The great thing about a bathroom remodel is that it often results in an increase in the value of your home than is greater than the actually costs of remodeling. Whether you want more space or you want a new traffic pattern in the bathroom, one thing is inevitable--the need to relocate the plumbing. Before you start tearing out the fixtures, make sure your new plan is workable.
Determine the new bathroom configuration to suit your existing home drainage system. While it's possible to move almost any large fixture, beneath the bathroom floor are supporting joists that you should not cut in order to install new drains. Design your new configuration so that the new drainpipes run parallel to the joists and between them.
Determine the fixture setbacks. Check your local building code first. If you are required to pull a permit for the bathroom remodel, you will probably have to adhere to setback measurements. This just means allowing adequate room on all sides of your major fixtures. Follow standard code if local code is not available (see Resources below).

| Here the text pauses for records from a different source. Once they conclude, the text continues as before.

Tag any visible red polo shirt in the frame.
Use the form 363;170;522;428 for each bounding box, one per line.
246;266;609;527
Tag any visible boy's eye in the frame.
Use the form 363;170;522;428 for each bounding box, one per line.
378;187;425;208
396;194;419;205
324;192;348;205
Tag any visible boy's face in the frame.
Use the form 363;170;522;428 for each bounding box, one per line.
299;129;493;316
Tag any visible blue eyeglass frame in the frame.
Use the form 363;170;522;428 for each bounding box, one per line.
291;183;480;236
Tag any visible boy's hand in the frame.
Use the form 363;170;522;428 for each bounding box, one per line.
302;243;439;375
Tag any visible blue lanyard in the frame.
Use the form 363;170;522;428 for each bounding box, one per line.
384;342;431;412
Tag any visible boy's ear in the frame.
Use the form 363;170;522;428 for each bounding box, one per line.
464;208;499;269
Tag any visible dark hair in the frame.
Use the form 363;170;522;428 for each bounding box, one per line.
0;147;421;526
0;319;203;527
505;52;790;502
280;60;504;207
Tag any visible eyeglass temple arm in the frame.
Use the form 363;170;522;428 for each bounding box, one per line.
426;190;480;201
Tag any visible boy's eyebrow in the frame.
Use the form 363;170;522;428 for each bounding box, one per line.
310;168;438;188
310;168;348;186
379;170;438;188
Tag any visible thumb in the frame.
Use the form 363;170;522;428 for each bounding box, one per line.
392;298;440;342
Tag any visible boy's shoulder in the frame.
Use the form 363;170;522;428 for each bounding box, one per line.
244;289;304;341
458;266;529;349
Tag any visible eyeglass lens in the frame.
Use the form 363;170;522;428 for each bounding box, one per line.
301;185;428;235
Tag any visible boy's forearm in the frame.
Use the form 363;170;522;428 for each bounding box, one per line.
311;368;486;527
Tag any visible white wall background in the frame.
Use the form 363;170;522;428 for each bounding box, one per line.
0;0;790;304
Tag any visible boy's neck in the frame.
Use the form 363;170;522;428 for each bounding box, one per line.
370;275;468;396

Provide future access panels. While sink plumbing is usually accessible in the cabinet below and toilet plumbing requires only lifting the toilet from the floor flange, it's a different story for bathtub or shower plumbing. Should there ever be a problem with your bathtub or shower plumbing; the only feasible access is often from the adjoining room, hopefully in a closet or inconspicuous place. If a sidewall in the bathroom is available, plan the access panel there.
Turn off the water supply before you begin, this is usually located in a utility room. Some older homes have only a meter shut off outside. Remove the fixtures and disconnect the water feeds and drains. Cap and seal all old water feeds. You can crimp copper tubing or purchase special caps for PVC tubes.
Install your new water feeds, bringing the hot and cold water directly up from below, between the studs. Avoid running feeds horizontally or drilling through studs. Tie into the old system if you have copper feeds or run new PEX tubing if you have a compression port system, such as Manabloc.
Allow for adequate slope on your drains. Minimum slope for waste drains is a fall of ¼ inch per every 4 feet of linear drainpipe. On a sink drain, you need at least a 2-inch pipe; a shower also requires a 2-inch drainpipe, but the toilet needs a larger 3-inch or 4-inch drainpipe. Avoid using a slope with more grade than recommended for a toilet to prevent liquid from out-running solid waste in the pipe.
Pressurize your new water feeds before placing your fixtures. Do this by capping off the ends of all the hot and cold water tubing and also capping the drains. Turn on the water source and allow the pipes to fill with pressurized water. Leave the pipes pressurized for a few hours and check for leaks before placing the fixtures and installing the fittings.
Place the new appliances and connect the water feeds and the drains. Check to make sure the hot and cold feeds are correct when you install the faucets. Check for leaks around faucets and readjust, if needed.